But the memories will not only remain within the walls of that three-bedroom structure with its “L shaped” living room and dining room. The memories will be shared with siblings and family members; the memories will be passed along to my grandsons, although I find it difficult to believe that they will have any interest to hear about squeezed joint mortar which, short of a major remodeling by the new owners, will remain in place, and the roxatone (white with gold flecks) paint that covered the used dining room set purchased at Cosman Furniture that has long been replaced. Similarly, my grandsons will in all probability roll their eyes, as I tell them about the primitive gas mower with a separate cord for starting purpose, that I all too often would have to coax to start before tending to the front and back lawn during the all too short Winnipeg summers.
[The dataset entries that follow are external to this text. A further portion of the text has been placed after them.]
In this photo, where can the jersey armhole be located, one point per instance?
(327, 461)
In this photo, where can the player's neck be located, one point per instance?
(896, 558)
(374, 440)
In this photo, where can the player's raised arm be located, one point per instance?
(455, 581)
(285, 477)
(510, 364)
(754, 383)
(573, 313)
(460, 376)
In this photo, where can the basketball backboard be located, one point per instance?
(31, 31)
Even though I am no psychologist, I cannot help but feel that memories fall into three categories:

Although it borders on an oxymoron, there are memories that, were it not for others to jog your mind, you would never have recalled the event or moment. However, once those memories are brought to mind – provided they are neither embarrassing nor painful – you are most incredulous that you could have suppressed the event or moment but are so very grateful that others reminded you of it. Thanks to their having jogged your mind, you now have yet another memory that you can fondly recall and possibly even embellish a little.
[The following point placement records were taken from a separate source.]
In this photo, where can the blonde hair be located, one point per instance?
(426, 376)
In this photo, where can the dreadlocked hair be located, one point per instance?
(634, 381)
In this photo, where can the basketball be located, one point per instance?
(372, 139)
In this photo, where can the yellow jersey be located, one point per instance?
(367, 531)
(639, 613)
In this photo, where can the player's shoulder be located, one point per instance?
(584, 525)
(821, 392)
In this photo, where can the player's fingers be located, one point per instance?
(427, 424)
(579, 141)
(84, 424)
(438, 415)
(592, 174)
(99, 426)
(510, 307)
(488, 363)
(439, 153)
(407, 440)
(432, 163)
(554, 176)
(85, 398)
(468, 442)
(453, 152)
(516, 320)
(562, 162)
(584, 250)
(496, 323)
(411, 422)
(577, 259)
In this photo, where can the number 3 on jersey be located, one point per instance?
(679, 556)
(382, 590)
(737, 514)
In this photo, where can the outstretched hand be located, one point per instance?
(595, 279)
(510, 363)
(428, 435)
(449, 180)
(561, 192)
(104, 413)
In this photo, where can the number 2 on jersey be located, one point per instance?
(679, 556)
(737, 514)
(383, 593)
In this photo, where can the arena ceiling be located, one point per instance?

There are shared memories. These are the most common and quite often the funniest to recall. Share memories are substantiated memories. Shared memories are validated memories that reassure you that the event actually did take place and that you are not dreaming it or fabricating it. Shared memories are enriched memories. Others often tweak shared memories by contributing their own version, either real or contrived, in the hope of making the memories more special than you recall them to have been. At the very least shared memories tweaked by others add a level of  entertainment. Even if you are positive that the other person is stretching the truth, let that person remember  things that way he or she believes they actually happened. After all,  does it really matter if it was the hottest day ever or if you never said what they claim you said?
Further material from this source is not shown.